Even so, the declarations surrounding Xi’s appointment to a third term and Biden’s new national security, defence and nuclear strategies have described an era of growing global uncertainty heightened by competition — economic, military, technological, political — between their countries.
The anxieties have been magnified by China’s plans to expand and modernise its still relatively limited nuclear arsenal to one that could reach at least 1,000 warheads by 2030, according to the Pentagon. China sees threats in American-led security initiatives, including proposals to help build nuclear-powered submarines for Australia.
“It may not be the Cold War, with a capital C and capital W, as in a replay of the US-Soviet experience,” Professor Medeiros said. But, he added, “because of China’s substantial capabilities and its global reach, this cold war will be more challenging in many ways than the previous one.”

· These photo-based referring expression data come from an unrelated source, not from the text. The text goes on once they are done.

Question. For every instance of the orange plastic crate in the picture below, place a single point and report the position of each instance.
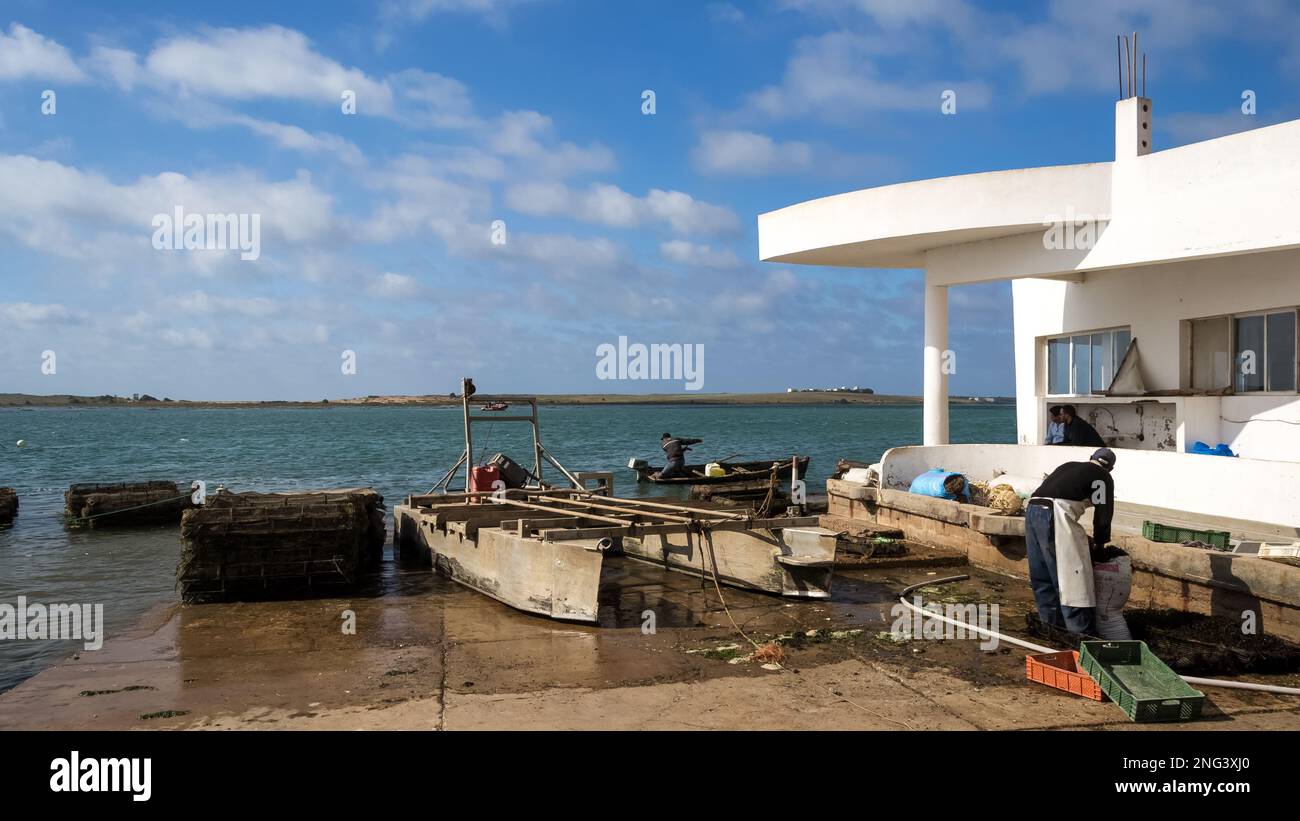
(1062, 670)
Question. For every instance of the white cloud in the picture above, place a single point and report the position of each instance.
(204, 304)
(520, 135)
(66, 212)
(748, 153)
(118, 64)
(433, 100)
(610, 205)
(27, 315)
(394, 286)
(835, 77)
(25, 53)
(272, 61)
(421, 202)
(698, 256)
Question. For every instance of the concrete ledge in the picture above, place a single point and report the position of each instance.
(943, 509)
(852, 490)
(993, 524)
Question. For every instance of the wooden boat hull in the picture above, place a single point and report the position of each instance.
(792, 561)
(551, 567)
(758, 470)
(558, 580)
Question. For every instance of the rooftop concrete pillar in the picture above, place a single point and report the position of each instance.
(935, 370)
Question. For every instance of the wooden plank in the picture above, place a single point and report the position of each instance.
(563, 512)
(636, 503)
(620, 509)
(567, 534)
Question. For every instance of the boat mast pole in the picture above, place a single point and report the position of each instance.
(469, 439)
(537, 444)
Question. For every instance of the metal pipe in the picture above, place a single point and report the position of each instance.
(1190, 680)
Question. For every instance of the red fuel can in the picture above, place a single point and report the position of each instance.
(484, 478)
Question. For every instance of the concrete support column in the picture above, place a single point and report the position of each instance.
(936, 381)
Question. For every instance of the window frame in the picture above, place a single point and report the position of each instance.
(1264, 355)
(1116, 357)
(1264, 313)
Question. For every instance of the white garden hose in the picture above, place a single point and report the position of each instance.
(1190, 680)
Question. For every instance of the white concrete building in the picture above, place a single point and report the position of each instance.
(1194, 252)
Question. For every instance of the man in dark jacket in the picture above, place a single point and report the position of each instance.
(675, 448)
(1078, 431)
(1058, 550)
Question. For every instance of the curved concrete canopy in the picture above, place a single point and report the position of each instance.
(892, 226)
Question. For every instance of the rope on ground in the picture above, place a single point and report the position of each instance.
(713, 560)
(139, 507)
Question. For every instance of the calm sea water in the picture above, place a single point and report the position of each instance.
(398, 451)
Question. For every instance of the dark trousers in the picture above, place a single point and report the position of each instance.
(1040, 539)
(675, 468)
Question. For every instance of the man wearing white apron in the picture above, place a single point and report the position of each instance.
(1060, 560)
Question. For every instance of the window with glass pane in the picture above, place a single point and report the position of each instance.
(1103, 360)
(1248, 355)
(1122, 339)
(1281, 370)
(1210, 357)
(1082, 364)
(1058, 365)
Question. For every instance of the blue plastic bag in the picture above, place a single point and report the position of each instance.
(1204, 450)
(931, 483)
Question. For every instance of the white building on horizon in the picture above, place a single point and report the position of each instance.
(1192, 252)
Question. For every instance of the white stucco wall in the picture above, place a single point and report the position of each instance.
(1210, 485)
(1152, 300)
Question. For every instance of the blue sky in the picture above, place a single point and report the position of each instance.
(376, 226)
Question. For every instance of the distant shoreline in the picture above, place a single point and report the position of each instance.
(805, 398)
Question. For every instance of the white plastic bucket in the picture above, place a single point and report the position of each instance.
(1113, 581)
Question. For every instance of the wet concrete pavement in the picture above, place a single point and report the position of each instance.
(429, 654)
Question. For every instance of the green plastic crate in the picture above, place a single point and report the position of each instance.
(1165, 533)
(1139, 682)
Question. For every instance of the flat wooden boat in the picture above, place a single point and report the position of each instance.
(541, 551)
(757, 470)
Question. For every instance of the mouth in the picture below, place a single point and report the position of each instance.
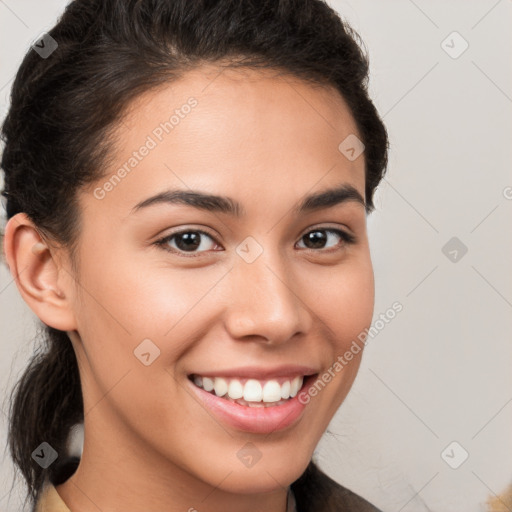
(253, 392)
(252, 405)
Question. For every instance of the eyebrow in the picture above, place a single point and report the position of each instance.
(221, 204)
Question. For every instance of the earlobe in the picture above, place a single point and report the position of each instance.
(35, 267)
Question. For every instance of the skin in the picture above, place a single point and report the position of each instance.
(266, 141)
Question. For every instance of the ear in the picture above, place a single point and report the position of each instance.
(45, 285)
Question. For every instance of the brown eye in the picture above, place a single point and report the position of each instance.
(187, 241)
(318, 238)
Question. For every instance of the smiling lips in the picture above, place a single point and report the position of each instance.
(251, 392)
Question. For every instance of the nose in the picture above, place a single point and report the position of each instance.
(264, 303)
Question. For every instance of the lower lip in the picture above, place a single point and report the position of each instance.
(259, 420)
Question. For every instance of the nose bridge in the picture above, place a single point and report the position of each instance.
(265, 303)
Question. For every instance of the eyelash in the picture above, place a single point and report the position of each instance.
(162, 242)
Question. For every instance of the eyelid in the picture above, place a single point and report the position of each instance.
(345, 234)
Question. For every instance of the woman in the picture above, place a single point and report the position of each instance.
(187, 187)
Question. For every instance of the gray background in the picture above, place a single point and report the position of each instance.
(439, 372)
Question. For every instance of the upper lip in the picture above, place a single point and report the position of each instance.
(260, 372)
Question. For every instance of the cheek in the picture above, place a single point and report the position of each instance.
(345, 301)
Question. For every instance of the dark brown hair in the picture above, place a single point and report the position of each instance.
(63, 108)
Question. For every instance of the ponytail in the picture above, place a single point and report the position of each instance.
(44, 404)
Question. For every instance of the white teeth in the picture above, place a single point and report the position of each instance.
(271, 391)
(235, 389)
(221, 386)
(285, 389)
(252, 391)
(295, 386)
(207, 384)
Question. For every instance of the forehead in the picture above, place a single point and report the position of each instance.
(237, 131)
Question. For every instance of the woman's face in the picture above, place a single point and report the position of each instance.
(247, 295)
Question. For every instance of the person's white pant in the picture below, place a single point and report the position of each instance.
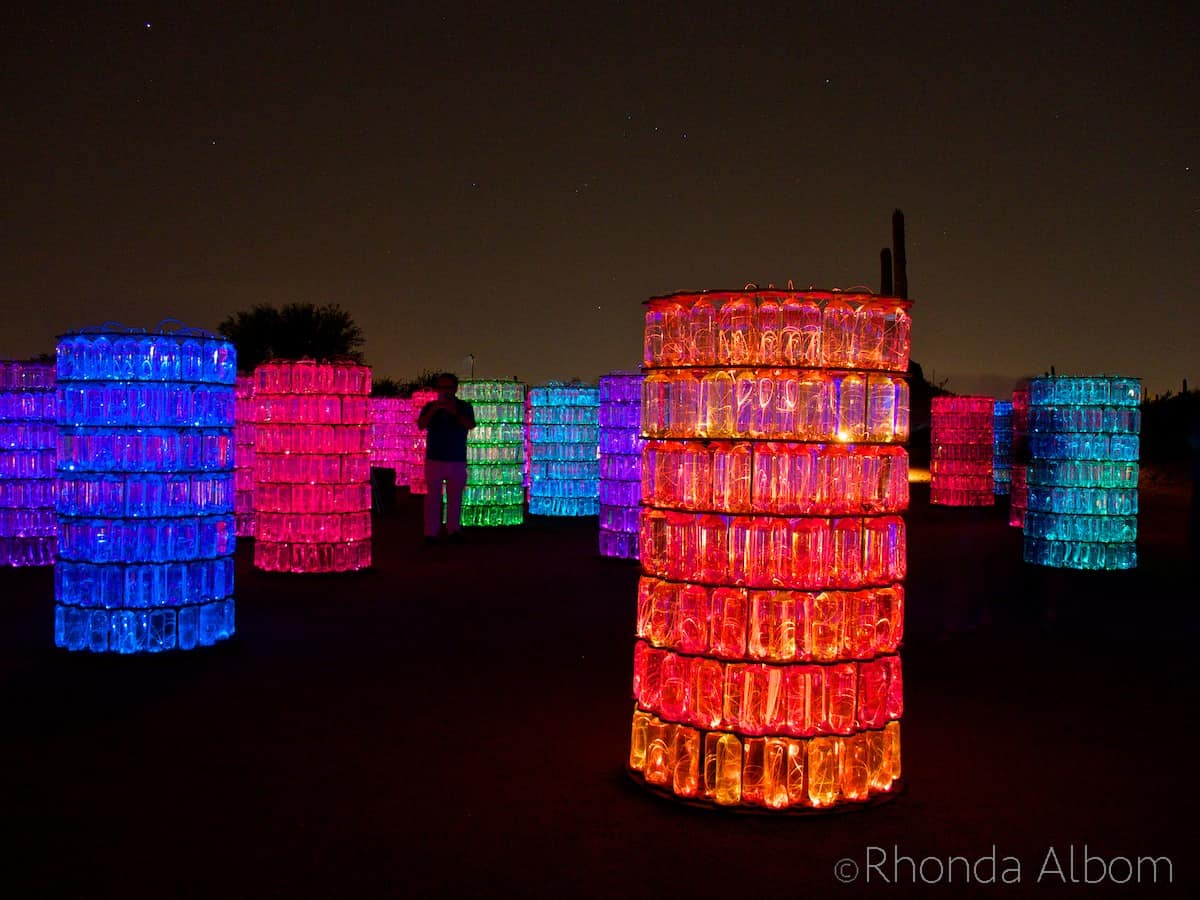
(454, 477)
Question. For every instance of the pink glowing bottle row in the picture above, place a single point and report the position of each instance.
(963, 453)
(786, 479)
(778, 328)
(763, 699)
(307, 557)
(775, 403)
(312, 467)
(772, 551)
(244, 455)
(773, 773)
(771, 625)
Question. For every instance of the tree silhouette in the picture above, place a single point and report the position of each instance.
(295, 331)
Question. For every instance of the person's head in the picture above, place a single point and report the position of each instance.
(447, 384)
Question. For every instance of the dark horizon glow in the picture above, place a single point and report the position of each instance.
(511, 184)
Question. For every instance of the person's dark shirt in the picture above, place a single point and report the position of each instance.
(445, 438)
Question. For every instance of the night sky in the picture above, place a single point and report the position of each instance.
(513, 180)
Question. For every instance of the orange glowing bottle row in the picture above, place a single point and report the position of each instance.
(771, 625)
(773, 551)
(786, 479)
(775, 403)
(771, 772)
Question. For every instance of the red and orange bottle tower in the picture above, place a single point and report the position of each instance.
(771, 605)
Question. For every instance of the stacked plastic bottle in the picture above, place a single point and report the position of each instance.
(145, 498)
(769, 610)
(564, 450)
(312, 472)
(495, 454)
(961, 442)
(244, 456)
(414, 449)
(621, 462)
(390, 435)
(1019, 495)
(28, 522)
(527, 466)
(1083, 475)
(1002, 448)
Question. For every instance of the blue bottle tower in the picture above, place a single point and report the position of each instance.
(145, 499)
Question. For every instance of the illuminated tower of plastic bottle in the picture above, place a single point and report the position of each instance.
(1002, 447)
(961, 451)
(564, 450)
(769, 610)
(1018, 498)
(312, 468)
(1083, 475)
(28, 522)
(495, 454)
(621, 462)
(145, 495)
(414, 445)
(389, 435)
(244, 456)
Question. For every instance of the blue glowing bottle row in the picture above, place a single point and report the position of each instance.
(564, 433)
(1002, 448)
(147, 491)
(28, 523)
(621, 463)
(1083, 478)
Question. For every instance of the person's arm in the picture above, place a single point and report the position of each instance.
(467, 419)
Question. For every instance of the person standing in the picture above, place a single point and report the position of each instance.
(445, 421)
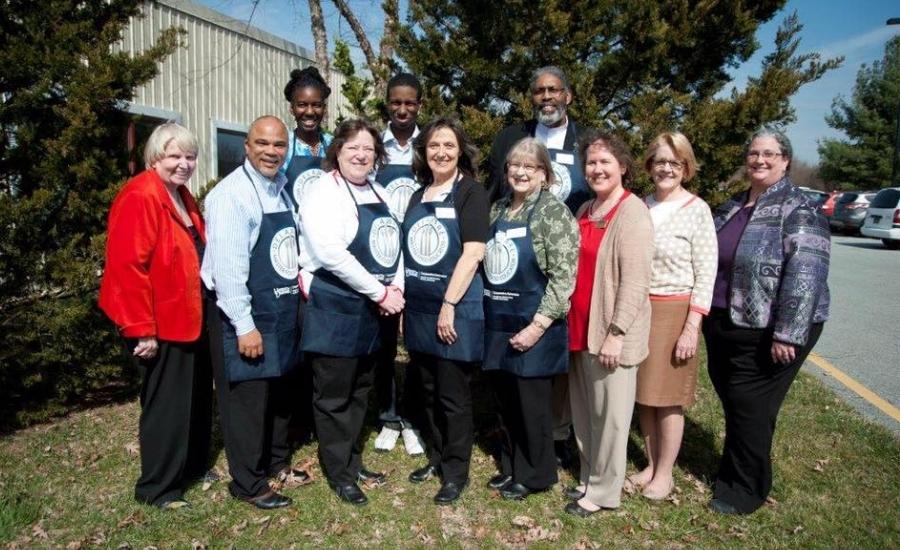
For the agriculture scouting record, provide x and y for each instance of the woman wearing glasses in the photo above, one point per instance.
(770, 300)
(529, 275)
(682, 275)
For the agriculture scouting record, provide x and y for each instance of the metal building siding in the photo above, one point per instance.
(224, 75)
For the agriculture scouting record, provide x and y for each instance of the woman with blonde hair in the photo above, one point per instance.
(683, 272)
(529, 275)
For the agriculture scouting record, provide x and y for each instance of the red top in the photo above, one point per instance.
(591, 238)
(151, 282)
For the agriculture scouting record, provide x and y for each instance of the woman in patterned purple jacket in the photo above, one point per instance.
(770, 301)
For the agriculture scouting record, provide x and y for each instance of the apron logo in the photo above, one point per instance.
(428, 241)
(304, 179)
(384, 241)
(283, 253)
(562, 184)
(399, 192)
(501, 260)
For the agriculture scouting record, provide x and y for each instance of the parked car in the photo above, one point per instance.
(828, 205)
(816, 198)
(883, 218)
(850, 211)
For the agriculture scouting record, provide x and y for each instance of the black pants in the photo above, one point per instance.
(176, 418)
(254, 415)
(752, 388)
(526, 449)
(340, 396)
(385, 379)
(447, 403)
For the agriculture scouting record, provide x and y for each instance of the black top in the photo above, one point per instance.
(504, 141)
(472, 209)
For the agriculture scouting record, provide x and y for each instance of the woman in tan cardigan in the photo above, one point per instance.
(609, 321)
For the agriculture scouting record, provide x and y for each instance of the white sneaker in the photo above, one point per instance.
(413, 442)
(387, 439)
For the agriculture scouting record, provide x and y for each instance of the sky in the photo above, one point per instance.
(855, 30)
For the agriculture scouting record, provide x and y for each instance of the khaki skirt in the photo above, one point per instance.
(662, 380)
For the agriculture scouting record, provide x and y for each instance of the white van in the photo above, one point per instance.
(883, 218)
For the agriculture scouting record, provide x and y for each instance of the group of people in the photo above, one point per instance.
(578, 298)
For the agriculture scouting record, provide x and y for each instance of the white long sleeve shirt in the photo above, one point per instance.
(233, 215)
(328, 224)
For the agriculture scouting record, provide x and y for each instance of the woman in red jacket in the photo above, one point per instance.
(151, 290)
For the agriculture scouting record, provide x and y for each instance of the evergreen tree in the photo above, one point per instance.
(62, 88)
(638, 66)
(869, 119)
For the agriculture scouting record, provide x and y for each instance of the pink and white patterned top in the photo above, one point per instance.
(685, 252)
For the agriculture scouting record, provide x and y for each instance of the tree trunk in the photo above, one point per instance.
(320, 37)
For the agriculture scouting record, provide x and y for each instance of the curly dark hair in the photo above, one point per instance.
(468, 153)
(347, 131)
(304, 78)
(611, 143)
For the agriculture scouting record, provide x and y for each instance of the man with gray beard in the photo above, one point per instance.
(551, 96)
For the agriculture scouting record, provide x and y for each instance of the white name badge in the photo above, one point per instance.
(565, 158)
(445, 213)
(516, 232)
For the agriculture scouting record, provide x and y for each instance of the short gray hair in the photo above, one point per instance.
(768, 130)
(162, 136)
(552, 70)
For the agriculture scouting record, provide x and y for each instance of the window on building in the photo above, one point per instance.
(229, 150)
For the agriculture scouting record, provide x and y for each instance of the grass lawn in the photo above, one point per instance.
(837, 485)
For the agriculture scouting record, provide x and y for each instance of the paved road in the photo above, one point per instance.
(862, 336)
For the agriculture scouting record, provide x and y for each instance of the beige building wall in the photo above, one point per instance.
(227, 75)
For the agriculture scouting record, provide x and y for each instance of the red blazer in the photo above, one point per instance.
(151, 284)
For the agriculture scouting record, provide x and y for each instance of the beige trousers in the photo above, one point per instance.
(602, 404)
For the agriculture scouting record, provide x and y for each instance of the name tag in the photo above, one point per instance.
(565, 158)
(445, 213)
(516, 232)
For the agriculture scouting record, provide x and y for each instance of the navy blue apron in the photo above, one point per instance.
(301, 171)
(513, 288)
(274, 298)
(569, 184)
(338, 320)
(431, 247)
(400, 183)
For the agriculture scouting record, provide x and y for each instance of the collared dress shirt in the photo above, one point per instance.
(233, 216)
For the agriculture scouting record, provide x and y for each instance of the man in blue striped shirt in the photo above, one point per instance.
(250, 269)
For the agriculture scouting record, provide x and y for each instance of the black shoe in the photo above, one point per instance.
(564, 455)
(720, 506)
(371, 478)
(449, 492)
(499, 481)
(515, 491)
(576, 510)
(270, 501)
(423, 474)
(351, 493)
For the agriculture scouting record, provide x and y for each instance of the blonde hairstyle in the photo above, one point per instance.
(680, 146)
(530, 147)
(162, 136)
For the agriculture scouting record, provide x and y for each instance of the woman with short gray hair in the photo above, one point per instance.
(770, 301)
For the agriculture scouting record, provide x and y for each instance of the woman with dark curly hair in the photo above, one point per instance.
(770, 301)
(445, 230)
(306, 93)
(352, 272)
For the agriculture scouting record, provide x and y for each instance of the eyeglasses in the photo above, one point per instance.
(766, 155)
(530, 169)
(302, 105)
(549, 90)
(675, 164)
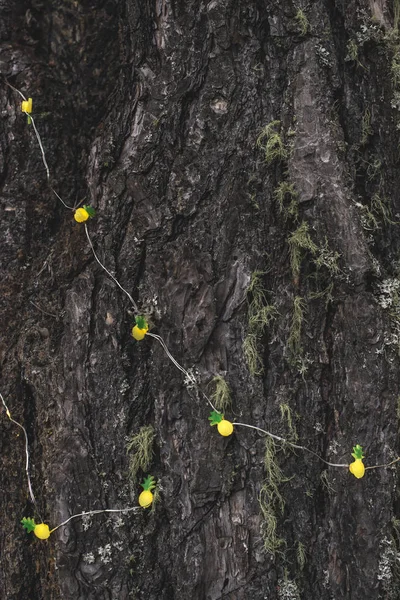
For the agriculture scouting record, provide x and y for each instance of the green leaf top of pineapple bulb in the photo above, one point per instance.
(357, 452)
(141, 322)
(215, 418)
(148, 483)
(29, 524)
(90, 211)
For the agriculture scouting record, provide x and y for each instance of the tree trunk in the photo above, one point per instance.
(274, 265)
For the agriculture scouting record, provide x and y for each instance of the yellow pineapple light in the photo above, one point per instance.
(41, 530)
(140, 329)
(84, 213)
(146, 497)
(224, 427)
(357, 467)
(26, 106)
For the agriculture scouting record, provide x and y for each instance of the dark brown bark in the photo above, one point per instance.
(151, 110)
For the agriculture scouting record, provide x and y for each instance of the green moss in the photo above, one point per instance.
(299, 241)
(286, 196)
(302, 21)
(271, 143)
(287, 416)
(294, 347)
(259, 315)
(366, 129)
(221, 396)
(140, 450)
(301, 555)
(325, 257)
(271, 499)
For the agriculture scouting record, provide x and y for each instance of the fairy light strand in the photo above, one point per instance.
(189, 378)
(27, 456)
(96, 512)
(297, 446)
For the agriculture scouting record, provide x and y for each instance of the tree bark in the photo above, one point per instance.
(151, 112)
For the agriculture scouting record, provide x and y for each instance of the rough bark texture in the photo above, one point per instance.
(152, 109)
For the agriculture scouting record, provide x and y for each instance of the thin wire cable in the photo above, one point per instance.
(95, 512)
(26, 453)
(46, 166)
(190, 378)
(39, 140)
(108, 272)
(277, 437)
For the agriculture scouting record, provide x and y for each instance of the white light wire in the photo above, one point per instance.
(26, 453)
(96, 512)
(280, 439)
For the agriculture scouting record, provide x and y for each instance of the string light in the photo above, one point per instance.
(225, 427)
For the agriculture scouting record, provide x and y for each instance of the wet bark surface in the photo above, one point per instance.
(151, 111)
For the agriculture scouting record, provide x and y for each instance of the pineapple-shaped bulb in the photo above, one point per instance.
(357, 467)
(224, 427)
(84, 213)
(26, 106)
(41, 530)
(146, 497)
(140, 329)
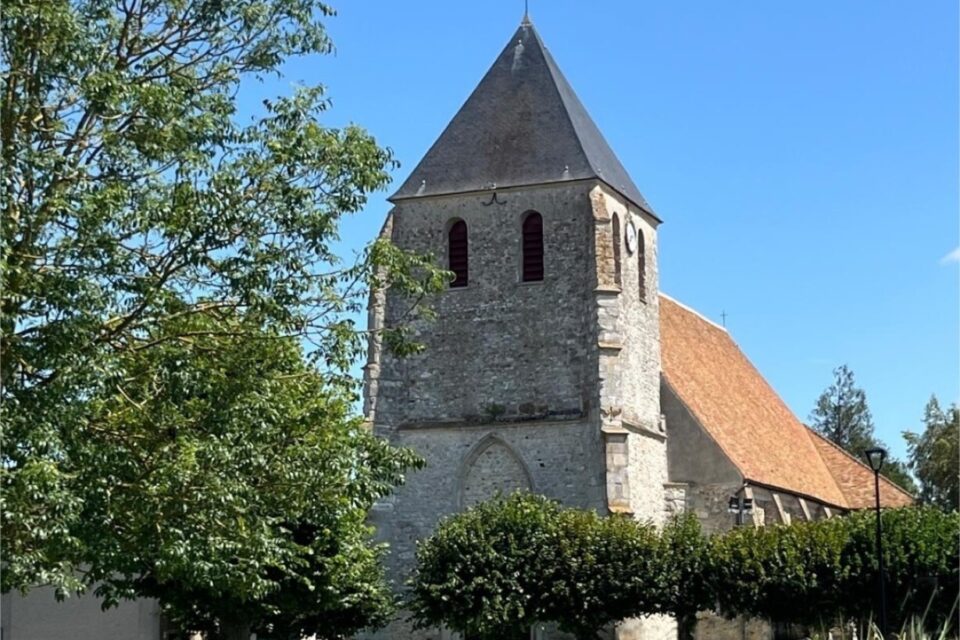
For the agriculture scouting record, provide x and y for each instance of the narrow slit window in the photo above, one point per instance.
(642, 265)
(457, 260)
(532, 247)
(616, 249)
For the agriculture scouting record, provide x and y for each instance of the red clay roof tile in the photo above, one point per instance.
(750, 422)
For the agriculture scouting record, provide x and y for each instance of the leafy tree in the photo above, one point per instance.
(920, 558)
(842, 416)
(934, 455)
(486, 572)
(158, 254)
(606, 569)
(684, 552)
(506, 565)
(819, 573)
(787, 574)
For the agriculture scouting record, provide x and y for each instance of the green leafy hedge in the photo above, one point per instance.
(508, 564)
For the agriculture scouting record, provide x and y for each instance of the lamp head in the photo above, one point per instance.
(875, 458)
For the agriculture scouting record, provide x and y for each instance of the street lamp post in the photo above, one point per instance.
(875, 458)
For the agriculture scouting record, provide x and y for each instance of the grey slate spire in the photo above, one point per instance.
(522, 125)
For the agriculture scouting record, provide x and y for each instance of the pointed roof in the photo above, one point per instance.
(522, 125)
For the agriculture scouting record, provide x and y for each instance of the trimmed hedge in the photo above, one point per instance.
(511, 563)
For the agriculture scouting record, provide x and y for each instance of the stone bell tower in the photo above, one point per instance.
(542, 366)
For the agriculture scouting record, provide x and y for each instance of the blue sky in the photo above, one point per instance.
(803, 157)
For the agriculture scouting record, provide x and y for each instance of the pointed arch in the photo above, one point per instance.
(491, 466)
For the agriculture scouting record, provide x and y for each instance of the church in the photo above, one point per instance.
(554, 363)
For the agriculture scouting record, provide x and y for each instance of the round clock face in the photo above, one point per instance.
(631, 237)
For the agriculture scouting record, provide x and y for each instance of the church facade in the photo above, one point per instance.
(554, 363)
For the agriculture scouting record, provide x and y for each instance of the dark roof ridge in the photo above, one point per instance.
(522, 124)
(570, 96)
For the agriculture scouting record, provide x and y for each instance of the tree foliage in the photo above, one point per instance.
(934, 455)
(507, 565)
(842, 416)
(164, 433)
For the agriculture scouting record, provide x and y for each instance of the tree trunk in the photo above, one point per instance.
(234, 630)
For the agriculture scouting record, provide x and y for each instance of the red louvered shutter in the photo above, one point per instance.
(457, 253)
(532, 247)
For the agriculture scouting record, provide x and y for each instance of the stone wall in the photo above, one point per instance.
(499, 347)
(38, 616)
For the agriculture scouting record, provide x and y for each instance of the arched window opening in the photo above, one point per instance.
(457, 260)
(642, 264)
(532, 247)
(615, 223)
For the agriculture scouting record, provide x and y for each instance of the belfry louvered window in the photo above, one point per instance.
(457, 260)
(642, 265)
(532, 247)
(615, 224)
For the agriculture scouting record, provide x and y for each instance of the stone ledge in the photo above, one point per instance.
(465, 424)
(610, 346)
(607, 289)
(642, 430)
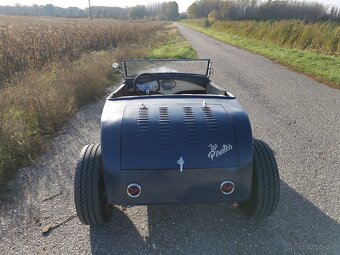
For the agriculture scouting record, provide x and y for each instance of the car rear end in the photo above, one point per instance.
(188, 149)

Despite their differences, Biden and Xi want to avoid pent-up tensions exploding into a crisis that could wreak economic havoc.
“I’ve told him: I’m looking for competition, not — not conflict,” Biden told reporters at the White House on Wednesday about his relationship with Xi. Their ties go back more than a decade, to when both were Vice-Presidents.
Biden said that he and Xi may discuss “what he believes to be in the critical national interests of China, what I know to be the critical interests of the United States, and to determine whether or not they conflict with one another. And if they do, how to resolve it and how to work it out.”
Ahead of the meeting, Xi has also put on a somewhat friendlier demeanour. He told the National Committee on US-China Relations that he wants to “find the right way to get along”.